Reno’s history includes the heavyweight boxing match between the black fighter Jack Johnson and the “Great White Hope,” James J. Jeffries, in 1910. In 1912, Johnson was prosecuted for violations of the Mann Act. Human trafficking began as a term for illegal transportation of undocumented immigrants. Recently, the term has evolved to primarily (almost luridly) mean slavery for commercial sex, but often refers to all prostitution. The human trafficking crusade claims trafficking is pandemic. In fact, there is no real evidence, except for arrest statistics (again, reliance on the good judgment of prosecutors and police) to substantiate the extent of the problem.

For neofeminists, a woman engaged in sex work is not a complex individual who chooses the occupation because it is the best work available, or because she likes the work, or simply, as in all jobs, likes the money. Instead, the sex worker is always the victim, always abused, always male-dominated and weak.

In order to perpetrate this view, the myth of the pimp was created—sex workers are seduced by violent, predatory pimps who exploit and terrorize them. Once in the life, they are hopelessly entrapped. Their salvation now lies in state approved group therapy, while in the 19th century it was community coerced prayer meetings. Only by government intervention to separate them from exploitative pimping males can they be redeemed from a life of degradation.

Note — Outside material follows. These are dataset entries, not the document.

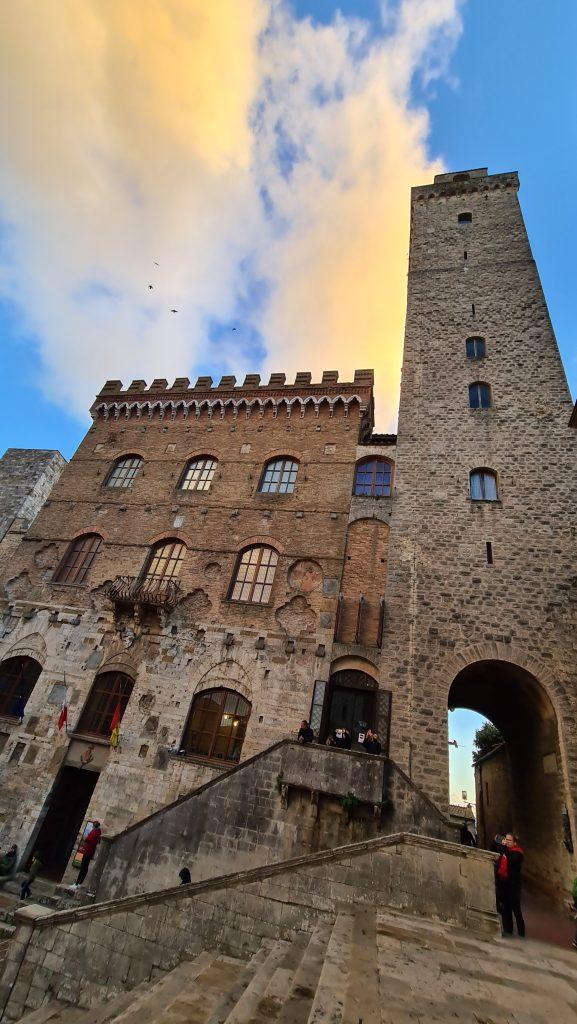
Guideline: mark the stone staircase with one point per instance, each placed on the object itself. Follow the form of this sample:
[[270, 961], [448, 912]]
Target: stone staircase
[[360, 966]]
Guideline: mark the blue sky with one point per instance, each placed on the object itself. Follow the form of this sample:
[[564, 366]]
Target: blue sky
[[506, 100]]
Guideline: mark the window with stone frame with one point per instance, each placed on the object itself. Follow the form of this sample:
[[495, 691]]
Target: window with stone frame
[[17, 679], [124, 471], [373, 477], [198, 473], [483, 485], [254, 573], [480, 395], [279, 476], [78, 559], [110, 690], [475, 348], [164, 562], [216, 725]]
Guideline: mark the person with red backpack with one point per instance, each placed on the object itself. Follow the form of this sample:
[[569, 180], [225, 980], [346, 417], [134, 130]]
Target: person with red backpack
[[507, 883]]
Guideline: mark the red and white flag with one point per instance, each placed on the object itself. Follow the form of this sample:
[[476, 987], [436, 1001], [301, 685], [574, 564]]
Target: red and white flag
[[63, 718]]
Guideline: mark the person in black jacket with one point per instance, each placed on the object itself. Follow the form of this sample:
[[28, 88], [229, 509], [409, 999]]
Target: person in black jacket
[[507, 877], [305, 734], [371, 742]]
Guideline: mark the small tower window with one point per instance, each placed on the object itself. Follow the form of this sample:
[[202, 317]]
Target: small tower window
[[254, 573], [279, 477], [480, 395], [123, 472], [198, 474], [475, 348], [483, 485]]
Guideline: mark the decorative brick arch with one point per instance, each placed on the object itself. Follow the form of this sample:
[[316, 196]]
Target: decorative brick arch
[[511, 654], [225, 674], [32, 645]]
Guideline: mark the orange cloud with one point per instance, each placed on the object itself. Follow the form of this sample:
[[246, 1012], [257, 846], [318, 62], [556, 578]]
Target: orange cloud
[[138, 132]]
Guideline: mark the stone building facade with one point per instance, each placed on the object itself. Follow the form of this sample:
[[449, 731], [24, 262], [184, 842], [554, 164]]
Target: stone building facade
[[217, 563]]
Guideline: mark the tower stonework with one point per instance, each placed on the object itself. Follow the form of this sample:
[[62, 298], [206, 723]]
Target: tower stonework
[[481, 594]]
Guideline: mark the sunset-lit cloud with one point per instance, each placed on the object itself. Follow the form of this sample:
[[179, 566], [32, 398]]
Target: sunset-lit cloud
[[262, 162]]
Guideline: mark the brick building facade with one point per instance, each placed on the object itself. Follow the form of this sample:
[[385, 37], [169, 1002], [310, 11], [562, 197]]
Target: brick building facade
[[218, 562]]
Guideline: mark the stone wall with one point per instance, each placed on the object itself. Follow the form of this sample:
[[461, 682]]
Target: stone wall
[[451, 608], [27, 477], [86, 955], [283, 803]]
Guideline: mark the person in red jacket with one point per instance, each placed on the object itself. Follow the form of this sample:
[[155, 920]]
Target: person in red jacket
[[507, 880], [89, 845]]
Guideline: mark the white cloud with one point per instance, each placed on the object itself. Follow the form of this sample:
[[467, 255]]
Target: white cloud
[[142, 131]]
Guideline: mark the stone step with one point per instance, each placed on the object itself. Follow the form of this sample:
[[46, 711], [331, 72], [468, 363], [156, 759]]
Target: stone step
[[236, 991], [279, 986], [328, 1004], [156, 997], [245, 1008], [299, 1000], [197, 1001], [362, 999]]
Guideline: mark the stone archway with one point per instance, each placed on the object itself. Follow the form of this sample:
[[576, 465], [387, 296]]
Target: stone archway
[[530, 767]]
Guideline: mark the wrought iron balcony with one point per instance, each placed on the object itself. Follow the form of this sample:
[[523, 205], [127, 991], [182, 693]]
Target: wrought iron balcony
[[145, 591]]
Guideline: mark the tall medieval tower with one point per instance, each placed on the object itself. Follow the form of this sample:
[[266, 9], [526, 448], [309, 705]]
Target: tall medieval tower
[[482, 595]]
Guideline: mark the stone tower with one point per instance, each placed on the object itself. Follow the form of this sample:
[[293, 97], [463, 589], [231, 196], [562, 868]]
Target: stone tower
[[482, 596]]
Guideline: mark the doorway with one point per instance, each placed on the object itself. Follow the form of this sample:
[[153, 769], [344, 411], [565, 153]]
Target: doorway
[[352, 704], [521, 782], [65, 814]]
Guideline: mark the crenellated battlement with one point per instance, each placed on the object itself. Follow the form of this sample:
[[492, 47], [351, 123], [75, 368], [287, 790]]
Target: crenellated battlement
[[181, 396]]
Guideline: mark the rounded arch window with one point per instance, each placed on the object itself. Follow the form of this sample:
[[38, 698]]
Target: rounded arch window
[[198, 473], [216, 725], [164, 561], [480, 395], [279, 476], [124, 471], [17, 679], [373, 477], [254, 574], [483, 485], [78, 559], [475, 348], [110, 693]]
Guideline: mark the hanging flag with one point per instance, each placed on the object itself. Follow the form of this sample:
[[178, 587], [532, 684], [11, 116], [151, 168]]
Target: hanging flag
[[63, 717], [115, 724]]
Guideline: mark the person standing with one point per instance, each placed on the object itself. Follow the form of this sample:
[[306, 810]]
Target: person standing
[[371, 742], [305, 734], [35, 866], [508, 884], [89, 845]]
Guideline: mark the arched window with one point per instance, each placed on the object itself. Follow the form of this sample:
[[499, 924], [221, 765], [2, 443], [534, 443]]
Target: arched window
[[78, 559], [164, 561], [216, 725], [373, 476], [483, 485], [480, 395], [254, 573], [17, 679], [279, 476], [475, 348], [198, 473], [123, 472], [110, 690]]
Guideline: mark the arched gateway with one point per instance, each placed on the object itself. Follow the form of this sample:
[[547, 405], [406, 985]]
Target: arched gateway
[[521, 785]]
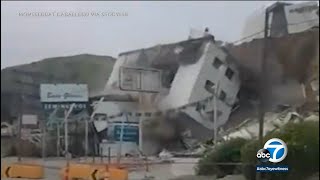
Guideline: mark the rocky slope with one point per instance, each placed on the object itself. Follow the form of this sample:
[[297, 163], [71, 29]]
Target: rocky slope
[[26, 79]]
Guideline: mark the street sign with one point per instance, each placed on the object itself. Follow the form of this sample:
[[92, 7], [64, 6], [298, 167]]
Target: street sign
[[63, 93], [29, 119], [140, 79], [130, 133]]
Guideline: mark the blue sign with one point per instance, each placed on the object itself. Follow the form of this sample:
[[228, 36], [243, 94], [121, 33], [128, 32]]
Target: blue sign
[[130, 133]]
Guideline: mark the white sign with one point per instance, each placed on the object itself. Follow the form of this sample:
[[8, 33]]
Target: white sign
[[29, 119], [138, 79], [51, 106], [64, 92]]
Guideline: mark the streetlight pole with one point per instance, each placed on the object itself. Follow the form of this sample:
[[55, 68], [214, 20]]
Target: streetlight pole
[[261, 110]]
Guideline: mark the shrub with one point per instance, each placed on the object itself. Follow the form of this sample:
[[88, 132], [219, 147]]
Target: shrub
[[302, 140], [228, 151]]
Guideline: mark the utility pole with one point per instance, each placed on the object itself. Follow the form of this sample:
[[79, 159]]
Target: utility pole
[[44, 129], [215, 114], [66, 115], [87, 126], [261, 110], [58, 139], [20, 127]]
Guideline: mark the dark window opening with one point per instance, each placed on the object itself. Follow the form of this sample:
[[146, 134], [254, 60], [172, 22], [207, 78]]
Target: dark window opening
[[200, 107], [210, 114], [229, 73], [217, 63], [222, 95], [209, 86]]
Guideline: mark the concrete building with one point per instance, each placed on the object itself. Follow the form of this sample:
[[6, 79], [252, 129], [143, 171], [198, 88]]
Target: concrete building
[[190, 72], [285, 18]]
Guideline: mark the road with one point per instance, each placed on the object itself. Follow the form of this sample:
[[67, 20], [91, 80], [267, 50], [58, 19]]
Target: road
[[183, 166]]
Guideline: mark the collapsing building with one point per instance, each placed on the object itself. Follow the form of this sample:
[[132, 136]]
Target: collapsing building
[[191, 71], [285, 18]]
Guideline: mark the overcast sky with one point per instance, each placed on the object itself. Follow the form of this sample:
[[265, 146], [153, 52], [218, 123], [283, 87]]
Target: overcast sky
[[31, 37]]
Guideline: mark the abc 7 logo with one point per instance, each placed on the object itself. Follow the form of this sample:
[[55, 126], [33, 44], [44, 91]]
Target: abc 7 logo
[[263, 155], [275, 150]]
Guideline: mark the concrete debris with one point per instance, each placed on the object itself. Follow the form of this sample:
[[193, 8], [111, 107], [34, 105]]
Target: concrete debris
[[272, 121], [165, 155]]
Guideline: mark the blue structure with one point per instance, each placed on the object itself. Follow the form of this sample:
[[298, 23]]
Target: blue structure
[[130, 133]]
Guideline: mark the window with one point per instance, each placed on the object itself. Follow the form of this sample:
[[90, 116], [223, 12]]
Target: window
[[209, 86], [217, 63], [210, 114], [229, 73], [222, 95]]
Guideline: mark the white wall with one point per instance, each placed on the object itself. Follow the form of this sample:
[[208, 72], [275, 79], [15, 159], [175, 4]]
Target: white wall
[[301, 21]]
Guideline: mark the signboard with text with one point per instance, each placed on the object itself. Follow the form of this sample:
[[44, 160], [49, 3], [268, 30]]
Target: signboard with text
[[62, 96], [64, 93]]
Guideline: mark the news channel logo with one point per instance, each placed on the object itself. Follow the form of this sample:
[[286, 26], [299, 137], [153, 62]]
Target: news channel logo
[[274, 150]]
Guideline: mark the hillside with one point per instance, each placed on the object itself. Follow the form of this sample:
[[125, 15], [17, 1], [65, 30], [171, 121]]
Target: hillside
[[90, 69]]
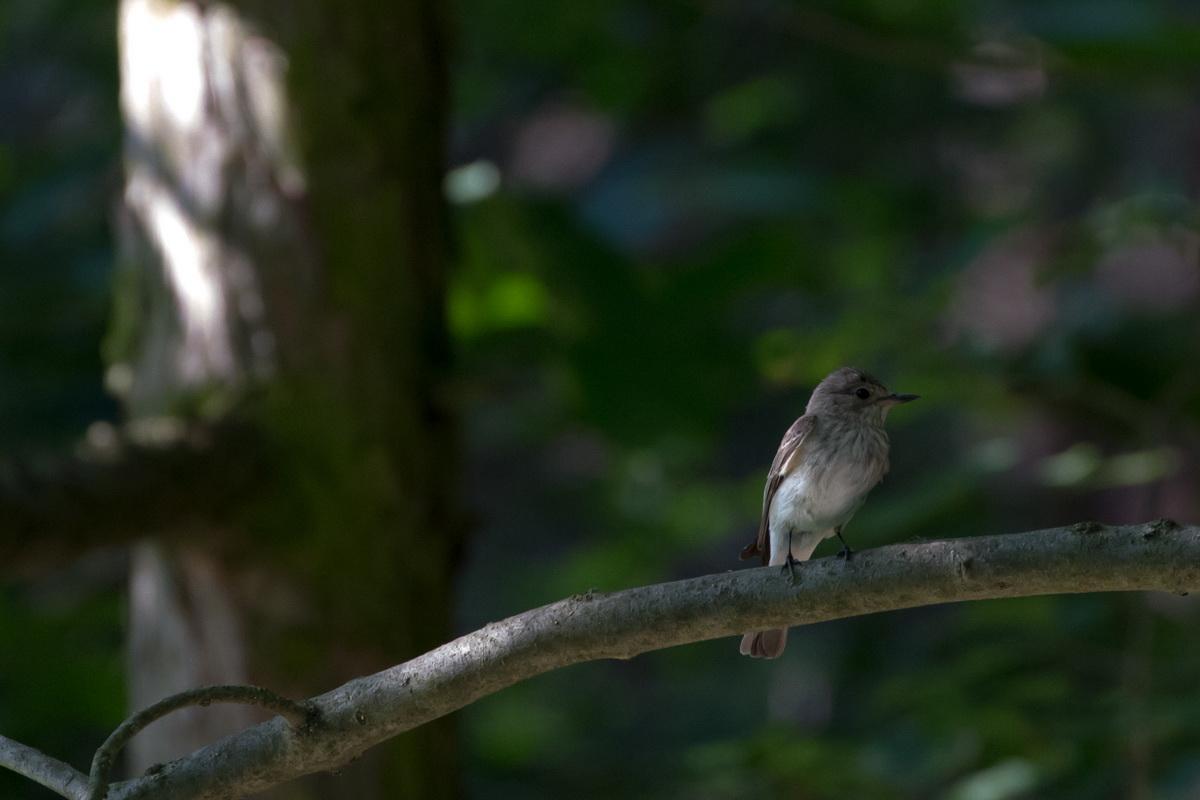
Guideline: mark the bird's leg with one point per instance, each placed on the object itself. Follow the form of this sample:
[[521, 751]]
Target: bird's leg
[[790, 563], [845, 552]]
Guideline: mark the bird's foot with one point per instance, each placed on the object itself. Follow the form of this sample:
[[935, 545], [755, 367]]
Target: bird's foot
[[790, 569]]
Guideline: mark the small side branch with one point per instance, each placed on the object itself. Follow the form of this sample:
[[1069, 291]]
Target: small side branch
[[300, 715], [37, 767], [1081, 558]]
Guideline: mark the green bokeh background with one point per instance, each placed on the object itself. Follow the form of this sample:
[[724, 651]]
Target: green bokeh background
[[672, 218]]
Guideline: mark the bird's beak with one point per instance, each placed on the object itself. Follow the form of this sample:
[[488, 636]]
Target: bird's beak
[[895, 400]]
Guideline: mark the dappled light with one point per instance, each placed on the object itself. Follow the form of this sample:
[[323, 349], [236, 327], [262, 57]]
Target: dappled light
[[424, 365]]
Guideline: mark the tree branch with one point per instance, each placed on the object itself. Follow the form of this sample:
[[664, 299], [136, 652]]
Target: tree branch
[[365, 711], [300, 715], [37, 767]]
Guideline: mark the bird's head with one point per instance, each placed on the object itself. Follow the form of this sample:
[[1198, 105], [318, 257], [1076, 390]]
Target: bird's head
[[855, 394]]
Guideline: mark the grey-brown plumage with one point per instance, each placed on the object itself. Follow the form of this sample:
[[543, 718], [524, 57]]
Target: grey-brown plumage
[[827, 463]]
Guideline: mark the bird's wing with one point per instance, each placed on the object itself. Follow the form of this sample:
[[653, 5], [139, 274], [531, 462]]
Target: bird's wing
[[789, 455]]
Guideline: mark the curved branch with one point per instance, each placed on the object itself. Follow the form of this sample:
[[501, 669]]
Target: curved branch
[[37, 767], [137, 479], [300, 715], [363, 713], [1159, 555]]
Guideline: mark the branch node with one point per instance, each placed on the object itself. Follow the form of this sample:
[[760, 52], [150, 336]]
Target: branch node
[[303, 716]]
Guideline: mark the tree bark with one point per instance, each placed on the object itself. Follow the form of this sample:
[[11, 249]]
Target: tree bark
[[341, 723], [285, 242]]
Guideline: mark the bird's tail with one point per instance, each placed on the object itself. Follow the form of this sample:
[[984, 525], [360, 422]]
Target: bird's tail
[[765, 644]]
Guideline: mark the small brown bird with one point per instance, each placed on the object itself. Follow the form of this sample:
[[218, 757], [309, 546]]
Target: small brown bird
[[827, 463]]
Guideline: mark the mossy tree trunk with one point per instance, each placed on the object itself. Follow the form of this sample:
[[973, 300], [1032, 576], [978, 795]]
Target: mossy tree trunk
[[285, 247]]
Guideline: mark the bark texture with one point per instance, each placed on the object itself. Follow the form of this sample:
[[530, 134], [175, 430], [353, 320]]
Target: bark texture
[[343, 722], [285, 262], [1081, 558]]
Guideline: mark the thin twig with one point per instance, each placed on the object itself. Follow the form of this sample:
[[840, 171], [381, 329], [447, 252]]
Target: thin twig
[[1081, 558], [300, 715], [40, 768]]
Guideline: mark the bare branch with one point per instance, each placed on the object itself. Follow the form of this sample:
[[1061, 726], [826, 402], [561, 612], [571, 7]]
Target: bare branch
[[300, 715], [365, 711], [37, 767]]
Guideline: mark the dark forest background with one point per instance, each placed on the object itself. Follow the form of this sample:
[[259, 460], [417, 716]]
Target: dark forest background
[[670, 220]]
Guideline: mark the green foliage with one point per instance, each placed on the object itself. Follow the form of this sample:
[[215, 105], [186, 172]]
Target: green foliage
[[791, 187]]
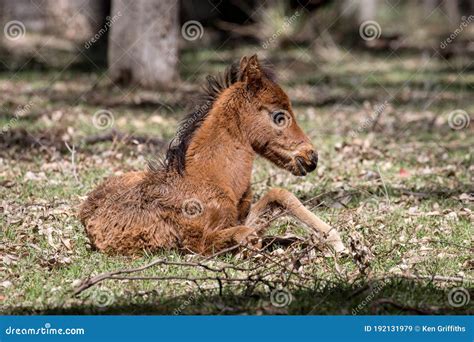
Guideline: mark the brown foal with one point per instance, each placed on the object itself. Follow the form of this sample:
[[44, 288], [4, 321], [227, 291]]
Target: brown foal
[[199, 198]]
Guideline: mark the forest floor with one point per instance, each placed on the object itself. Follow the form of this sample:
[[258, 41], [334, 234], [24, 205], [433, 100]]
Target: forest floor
[[395, 177]]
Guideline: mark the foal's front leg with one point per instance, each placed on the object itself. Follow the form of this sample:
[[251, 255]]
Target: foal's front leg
[[276, 198]]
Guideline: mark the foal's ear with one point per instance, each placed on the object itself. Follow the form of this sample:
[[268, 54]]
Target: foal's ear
[[250, 72]]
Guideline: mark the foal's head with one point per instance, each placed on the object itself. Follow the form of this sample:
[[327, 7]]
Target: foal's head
[[270, 124]]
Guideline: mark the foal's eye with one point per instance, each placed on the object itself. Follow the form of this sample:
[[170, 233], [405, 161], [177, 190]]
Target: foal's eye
[[281, 118]]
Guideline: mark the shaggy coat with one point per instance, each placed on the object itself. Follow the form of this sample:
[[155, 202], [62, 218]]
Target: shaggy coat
[[199, 198]]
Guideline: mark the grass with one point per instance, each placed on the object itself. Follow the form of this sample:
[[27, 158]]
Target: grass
[[403, 186]]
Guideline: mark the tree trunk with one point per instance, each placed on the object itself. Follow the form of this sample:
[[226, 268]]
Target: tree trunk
[[143, 42]]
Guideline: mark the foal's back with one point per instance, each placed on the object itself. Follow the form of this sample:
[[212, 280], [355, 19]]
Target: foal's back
[[126, 213], [148, 211]]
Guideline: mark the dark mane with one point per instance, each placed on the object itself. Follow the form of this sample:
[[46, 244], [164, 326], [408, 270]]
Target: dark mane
[[175, 155]]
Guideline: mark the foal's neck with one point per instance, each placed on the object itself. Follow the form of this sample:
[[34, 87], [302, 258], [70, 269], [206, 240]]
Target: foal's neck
[[219, 152]]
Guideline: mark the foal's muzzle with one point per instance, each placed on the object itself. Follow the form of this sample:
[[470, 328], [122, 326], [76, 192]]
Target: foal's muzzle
[[307, 163]]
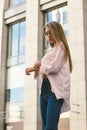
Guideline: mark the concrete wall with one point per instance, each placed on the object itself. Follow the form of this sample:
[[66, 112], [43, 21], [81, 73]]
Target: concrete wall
[[78, 117]]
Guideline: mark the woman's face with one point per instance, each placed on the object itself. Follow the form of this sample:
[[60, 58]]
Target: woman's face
[[49, 36]]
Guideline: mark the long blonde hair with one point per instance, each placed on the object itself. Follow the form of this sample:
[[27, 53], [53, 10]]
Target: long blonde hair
[[58, 34]]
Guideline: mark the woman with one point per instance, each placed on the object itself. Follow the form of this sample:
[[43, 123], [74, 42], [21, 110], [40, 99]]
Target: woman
[[53, 72]]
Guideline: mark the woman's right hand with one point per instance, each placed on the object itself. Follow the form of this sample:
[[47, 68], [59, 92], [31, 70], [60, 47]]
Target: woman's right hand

In fact, numerous studies and accounts by sex workers tell a far different tale. Only a small percentage of sex workers have pimps. And pimps are rarely the violent predators that the trafficking industry portrays them to be. Human trafficking laws puts the husbands, boyfriends and platonic friends of sex workers at risk of arrest, which hurts the sex worker by removing a vital source of emotional support. Sex workers know their greatest threat is not from pimps, but from police and prosecutors.